The pixel electrodes PE are arranged in a matrix in the first direction X and the second direction Y in the display section DA. For example, the pixel electrode PE1 located in an odd-numbered row between the scanning lines G1 and G2 has a plurality of band electrodes Pa1 extending along the direction D1. The pixel electrode PE2 located on the even-numbered row between the scanning lines G2 and G3 has a plurality of band electrodes Pa2 extending along the direction D2. In the illustrated example, there are three band electrodes Pa1 and Pa2, respectively, but the number of each of the band electrodes Pa1 and Pa2 is not limited to the illustrated example.
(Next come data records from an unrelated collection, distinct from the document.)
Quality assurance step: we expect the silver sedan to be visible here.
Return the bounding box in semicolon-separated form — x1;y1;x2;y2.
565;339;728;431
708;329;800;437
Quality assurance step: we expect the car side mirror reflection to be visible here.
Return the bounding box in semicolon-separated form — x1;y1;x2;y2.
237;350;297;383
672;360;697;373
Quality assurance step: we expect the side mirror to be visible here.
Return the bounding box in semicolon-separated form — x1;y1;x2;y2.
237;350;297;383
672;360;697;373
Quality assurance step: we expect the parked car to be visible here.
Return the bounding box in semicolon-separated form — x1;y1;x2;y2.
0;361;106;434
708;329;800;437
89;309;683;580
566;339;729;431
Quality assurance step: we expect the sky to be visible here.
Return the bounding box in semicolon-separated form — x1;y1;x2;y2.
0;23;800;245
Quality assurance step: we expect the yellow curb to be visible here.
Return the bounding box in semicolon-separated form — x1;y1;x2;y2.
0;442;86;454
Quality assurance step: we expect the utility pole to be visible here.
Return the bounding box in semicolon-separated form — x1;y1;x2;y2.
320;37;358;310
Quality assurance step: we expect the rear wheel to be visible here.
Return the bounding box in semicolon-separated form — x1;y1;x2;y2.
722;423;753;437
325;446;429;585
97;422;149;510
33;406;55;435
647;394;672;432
  Next, attention is paid to the area A1 outside the display section DA. The metal wiring 30 and the transparent conductive layers 31 and 32 are arranged so as to surround the display section DA. The metal electrode 41 is formed in an island shape at a position overlapping the transparent conductive layers 31 and 32. The metal electrode 42 is formed in an island shape at a position overlapping the metal wiring 30 and the transparent conductive layer 31.
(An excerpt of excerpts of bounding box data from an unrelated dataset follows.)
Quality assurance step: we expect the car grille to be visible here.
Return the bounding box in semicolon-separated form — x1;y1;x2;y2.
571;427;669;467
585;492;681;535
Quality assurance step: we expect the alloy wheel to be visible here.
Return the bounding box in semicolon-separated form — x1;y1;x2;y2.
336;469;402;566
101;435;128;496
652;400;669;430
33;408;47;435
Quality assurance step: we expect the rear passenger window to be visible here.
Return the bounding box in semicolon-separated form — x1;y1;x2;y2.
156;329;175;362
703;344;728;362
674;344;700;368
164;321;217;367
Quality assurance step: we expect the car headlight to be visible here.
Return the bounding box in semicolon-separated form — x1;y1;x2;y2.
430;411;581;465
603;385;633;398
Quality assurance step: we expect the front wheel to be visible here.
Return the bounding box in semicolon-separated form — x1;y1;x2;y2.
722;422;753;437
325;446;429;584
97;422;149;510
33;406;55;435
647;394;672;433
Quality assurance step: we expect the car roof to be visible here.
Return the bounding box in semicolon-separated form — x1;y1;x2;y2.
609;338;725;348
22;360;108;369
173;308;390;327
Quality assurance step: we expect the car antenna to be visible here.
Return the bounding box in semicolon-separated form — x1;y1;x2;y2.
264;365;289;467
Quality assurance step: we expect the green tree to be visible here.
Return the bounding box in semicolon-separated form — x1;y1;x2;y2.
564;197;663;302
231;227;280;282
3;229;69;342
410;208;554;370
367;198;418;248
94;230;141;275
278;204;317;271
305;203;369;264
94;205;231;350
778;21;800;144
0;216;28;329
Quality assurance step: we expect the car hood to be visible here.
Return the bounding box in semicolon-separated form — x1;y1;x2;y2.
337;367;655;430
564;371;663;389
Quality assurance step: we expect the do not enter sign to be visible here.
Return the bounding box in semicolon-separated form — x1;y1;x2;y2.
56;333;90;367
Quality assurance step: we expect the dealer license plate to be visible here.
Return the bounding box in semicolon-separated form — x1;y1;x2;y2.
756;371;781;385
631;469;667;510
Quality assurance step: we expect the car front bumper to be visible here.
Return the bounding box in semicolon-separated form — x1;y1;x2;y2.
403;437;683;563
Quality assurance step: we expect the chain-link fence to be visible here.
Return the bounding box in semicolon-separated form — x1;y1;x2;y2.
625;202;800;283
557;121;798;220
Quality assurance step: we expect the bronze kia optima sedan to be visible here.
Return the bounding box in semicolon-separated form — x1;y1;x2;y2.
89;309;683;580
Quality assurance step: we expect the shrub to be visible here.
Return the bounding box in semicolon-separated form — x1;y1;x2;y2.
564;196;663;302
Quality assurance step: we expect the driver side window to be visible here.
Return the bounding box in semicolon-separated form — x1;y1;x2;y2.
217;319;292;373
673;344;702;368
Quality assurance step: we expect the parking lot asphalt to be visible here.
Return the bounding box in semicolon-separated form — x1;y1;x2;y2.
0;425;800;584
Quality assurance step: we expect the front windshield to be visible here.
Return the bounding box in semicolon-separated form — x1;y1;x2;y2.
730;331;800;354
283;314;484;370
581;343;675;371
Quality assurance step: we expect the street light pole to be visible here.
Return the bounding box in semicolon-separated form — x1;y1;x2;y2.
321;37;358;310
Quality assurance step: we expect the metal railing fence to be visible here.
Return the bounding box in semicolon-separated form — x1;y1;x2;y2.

  The metal wiring 30 is a wiring located in the same layer as the signal line S1 and the like, and formed of the same material as the signal line S1. The metal electrodes 41 and 42 are located in the same layer as the metal wiring M1 and the like, and are formed of the same material as the metal wiring M1. The transparent conductive layer 31 is a wiring located in the same layer as the common electrode CE and formed of the same material as the common electrode CE. The transparent conductive layer 32 is a wiring located in the same layer as the pixel electrode PE and formed of the same material as the pixel electrode PE.

  The metal electrode 41 is arranged at a position shifted from the metal wiring 30. The transparent conductive layer 31 and the metal electrode 41 are electrically connected to each other in the through hole CH1. The transparent conductive layers 31 and 32 are electrically connected to each other at the through hole CH2. The through holes CH1 and CH2 overlap with the metal electrode 41 and are provided at positions shifted from the metal wiring 30. The edge of the through hole CH2 is located inside the through hole CH1 without crossing the edge of the through hole CH1 over the entire circumference. Similar metal electrodes 41 are arranged at intervals in the first direction X.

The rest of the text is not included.